International networks – corporations, states and geopolitical players – prop up the oligarchs, despite their looting, and continue to trade with them. Behind a veneer of legality, the former colonisers and their multinational companies facilitate looting.
Thus, governance becomes a matter of continuous and never-ending crisis management. Budgets are never adequate, while economic exploitation exacerbates the persistence of neo-colonial inequalities. Neo-liberalism has further wrecked the post-colonial scene, through the structural adjustment programmes of the 1980s and 1990s.
Creditor nations extract conditions that beggar the indebted countries and render them liable to forms of blackmail, which is then used to privatise sectors of the economy, which are snapped up by multinational companies. African dictators inherit polities largely devoid of institutions that regulate governance, giving leaders unfettered power.
Treasuries become banks to fund patronage and even initially well-meaning rulers become centres of patronage networks. Once these take shape, they develop their own logic, demanding attention for this or that looting project to maintain a volatile balance of power at the expense of developmental imperatives.
Despite the unconvincing nature of psychological explanations, we have to acknowledge that even structural explanations assume subjects who are susceptible to the machinations of corrupt networks, though this is not strictly a personality type. Bond does not paint a picture of the looter but we can extrapolate from his structural explanation, relying on Fanon.
The looter’s deadly sin, greed, is exaggerated by the (relative) poverty of the post- independence colony.
Once a dictator is in place and he (rarely a she) amasses wealth, there is hardly anything in his own society to amuse and satisfy him. Looters can do little with “their” money on their continent and the hobbled middle class is unable to take up the challenge of promoting economic production.
Looters have no incentive to spread wealth by creating productive enterprises, even if they might benefit. As they see it, if others benefit, rivals might emerge. Instead, money is channelled off continent, because keeping it in local banks would draw attention. And it is also useful to keep the money where it can be spent.
Surrounded by the misery of millions in poverty-stricken urban and rural slums, the looters establish bases in first-world cities; Paris, London, New York, Geneva and Lisbon are the destinations of choice.
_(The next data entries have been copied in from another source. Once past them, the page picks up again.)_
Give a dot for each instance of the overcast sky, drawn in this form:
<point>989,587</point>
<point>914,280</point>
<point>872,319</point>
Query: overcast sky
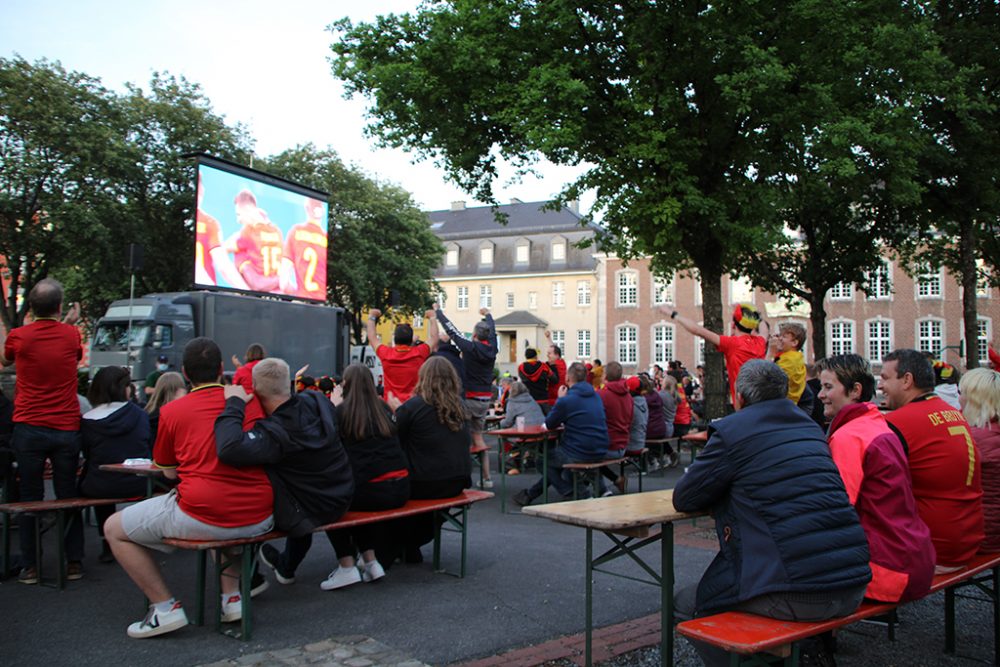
<point>263,64</point>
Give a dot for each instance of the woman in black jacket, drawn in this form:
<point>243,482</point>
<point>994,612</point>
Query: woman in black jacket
<point>115,429</point>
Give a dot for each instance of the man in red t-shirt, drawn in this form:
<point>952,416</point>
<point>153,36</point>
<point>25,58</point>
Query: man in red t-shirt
<point>212,501</point>
<point>944,463</point>
<point>46,415</point>
<point>305,255</point>
<point>401,362</point>
<point>736,350</point>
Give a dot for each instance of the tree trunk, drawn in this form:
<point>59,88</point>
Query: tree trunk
<point>716,387</point>
<point>970,316</point>
<point>817,317</point>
Now, there is also Dubai – and, of course, Panama.
Only the ruthless make it to the upper echelons, and once there they suppress the development of institutions that would enable good governance. A vicious circle ensues.
Within these dysfunctional societies, individuals grappling to save themselves are always available to do what oligarchs are required to do – if the society doesn’t work, you look after yourself and your loyalists, and your family and your tribe.
Despite the gloom cast by these findings, there are moves to clamp down on tax havens, to repatriate stolen funds, and push legislation
to make banks wary of shady depositors.
Richard Brooks, author of The Great Tax Robbery, who worked on the Panama exposé, argued in the Guardian: “To tackle the cancer of corruption at the heart of the global financial system, tax havens need not just to reform but to end.”
Oligarchs are being found out, and the AIPC report is one of a string of revelations that testify to the resolve to combat corruption. Journalists and researchers are unearthing the facts, defying even the most brutal regimes, giving activists the knowledge to take up the fight for clean government and decent living conditions.
More hopefully, ordinary people are rising up across the continent. Buoyed by activists, they resist their silencing and degradation, in turn inspiring institutions to take up their regulative roles.
Not all the judges have been paid off: the Kenyan judges who nullified the flawed elections last year weighed in on the side of the people. The vicious circle is being broken. The days of the African oligarchs might well be numbered.